Based on the results and analysis carried out on the HAZ of this FCAW girth weld, the following overall conclusions are:

• Even when a set of HAZ specimens are all notched by the same method, it is unlikely that they will all sample sufficiently close to the target microstructure. Post-test metallography is necessary to identify which are valid;
• Including results that had not been sampled within 0.5 mm of the fusion line meant that the characteristic HAZ toughness was over-estimated when using ‘minimum of three equivalent (MOTE)’ and statistical methods, compared to the situation when only valid data were used;
• The MOTE when applied to a set of six valid results provides a much more consistent characteristic toughness than when sets of only three specimens are used. The MOTE from sets of six results were similar to both MOTE approaches and when applied to the full set of 19 valid results; HAZ in this FCAW was 380–390 kJ/m²;
• The fracture toughness value given by the statistical method of the 20th percentile with 90% confidence (as shown in BS 7910) is slightly lower; however, taking the failure assessment diagram as an example, the results are similar to the MOTE method.

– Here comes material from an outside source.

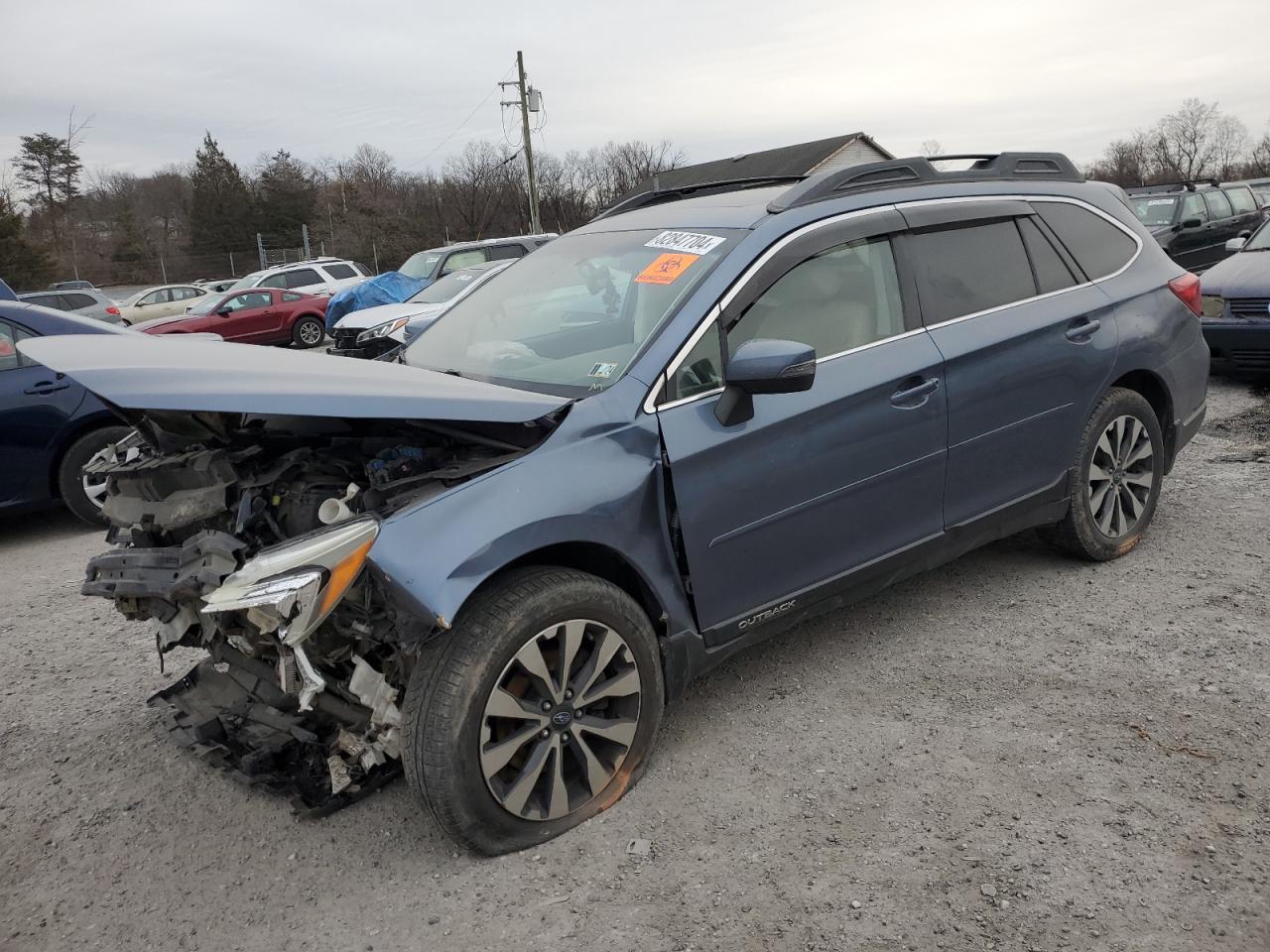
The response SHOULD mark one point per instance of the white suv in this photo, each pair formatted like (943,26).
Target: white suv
(314,276)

Based on the conclusions obtained from the research, the recommendations for statistical assessment of fracture toughness results from HAZ of an X80 pipeline FCAW girth weld can be given as follows:

• To characterize the fracture toughness of HAZs, generate at least six valid test results, which may require testing nine to twelve initially to account for scattering in the eventual notch tip position in relation to the fusion line;
• Carry out post-test metallography when sampling the HAZ to ensure valid results can be identified from the full dataset.
• Either the MOTE approach or the mean minus k0.90 approach from BS 7910 can be applied to determine the fracture toughness for a dataset between six and nineteen data points to give similar results in an ECA case.